Statistical Comparison

In the following we describe the statistical comparison we provide in JAIDA to assess if two data sets (either binned or unbinned) are distributed according to the same distribution. This work used as a reference the Goodness-of-Fit tests provided by the Statistical Toolkit ; please refer to it for the general documentation on the comparison algorithms.

The main code to perform statistical comparison is contained in the package hep.aida.util.comparison whose classes implement some of the interfaces in hep.aida.ext . Please refer to the FreeHEP API for a general overview of the available classes.

Comparing Datasets

The abstract class to perform comparisons is StatisticalComparison . It provides a set of static methods with which it is possible to compare binned and unbinned datasets. Currently it is only possible to compare IHistogram1D and ICloud1D objects. The result of such a comparison is an IComparisonResult object that contains the result of the comparison. For example:

    //Check if the algorithm "AndersonDarling" can compare the two histograms
    if ( StatisticalComparison.canCompare(hist1, hist2,"AD") ); 

    //Compare the two histograms with the "AndersonDarling" algorithm
    result = StatisticalComparison.compare(hist1, hist2,"AD","");

The last argument of the compare method is an option string. Currently the only option available is rejectionLevel that specifies the percentage level at which a comparison is considered to have failed. The default value is 5%. Please note that not all algorithms support a continuous set of rejection levels. Not all tests give as a result a probability. Some give distributions for which rejection levels are tabulated. Please refer to the description of the algorithms below to see which levels are supported.

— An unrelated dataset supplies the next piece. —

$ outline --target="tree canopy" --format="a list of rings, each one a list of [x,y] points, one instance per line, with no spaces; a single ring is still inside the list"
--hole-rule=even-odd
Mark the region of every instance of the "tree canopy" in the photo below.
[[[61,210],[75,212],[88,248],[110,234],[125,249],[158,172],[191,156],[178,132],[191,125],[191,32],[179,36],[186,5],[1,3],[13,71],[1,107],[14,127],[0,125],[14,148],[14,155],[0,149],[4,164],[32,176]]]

    //Compare the two histograms with the "Chi2" algorithm with rejection level at 1%.
    StatisticalComparison.compare(hist1, hist2,"chi2","rejectionLevel=0.01"); 

Comparison Algorithms

We list here the comparison algorithms that are provided by the JAIDA implementation. Please refer to the Statistical Toolkit web page for a description of the various algorithms.

  • Anderson-Darling
  • Kolmogorov-Smirnov
  • Fisz-Cramer-Von Mises
  • Goodman
  • Kuiper
  • Tiku
  • Chi2

For each of the comparison algorithms we provide some plots to illustrate their performance. To generate such plots we created the following sets of data:

  • reference : an IHistogram1D (or ICloud1D) with 1000 entries generated according to a gaussian distribution
  • comparison : an IHistogram1D (or ICloud1D) with 3000 entries generated according to a gaussian distribution
  • weighted : an IHistogram1D (or ICloud1D) filled with the same data as the comparison dataset, but with 0.9 weight

We compared the reference data with the comparison data and the weighted data. We generate 1000 of such datasets with corresponding comparisons. From the "reference vs comparison " plot it is possible to see the probability distribution of a give algorithm and from it determine the accuracy level cut to be applied. The "reference vs weighted " plot was generated as a consistency check as it should be identical to the "reference vs comparison " for those algorithms that are testing the shape of a distribution.

Anderson-Darling

This algorithm applies to both binned and unbinned data and measures the quadratic deviation between the two distributions; below are the distributions of the comparison results for both sets of data:

The result of a comparison with the Anderson-Darling algorithm is not a probability. The rejection probability can be extrapolated by the above distributions. Currently the only tabulated (and available) rejection level is at 5% that corresponds to a comparison result value of 1.993.

Kolmogorov-Smirnov

It measures the maximum vertical distance between two distributions. This algorithm should apply ONLY to unbinned data but it is commonly used for binned data as well. The outcome of a Kolmogorov-Smirnov test is a probability, whose distribution is shown below for binned and unbinned data. Please notice that in the binned case the test becomes conservative.

Fizs-Cramer-Von Mises

It also measures the quadratic deviation between two distributions. It applies to binned and unbinned data (see the distributions below).

The available tabulated rejection levels are for 10%, 5%, 1% and 0.1% that corresponds to comparison result's values of 0.347, 0.461, 0.743 and 1.168 respectively.

Goodman

It approximate the Kolmogorov-Smirnov algorithm to a chi squared statistics. Deriving from the Kolmogorov-Smirnov test it should be only applied to unbinned distributions.

Kuiper

It measures the directional deviation of two distributions. It can only be applied to unbinned distributions.

Tiku

Approximates the Fisz-Cramer-Von Mises algorithm to a chi squared distribution.

Chi2

Calculates the chi squared deviation of the two distributions. It can only be applied to binned data. This test is the only one that does apply to shapes but to the actual height of a distributions.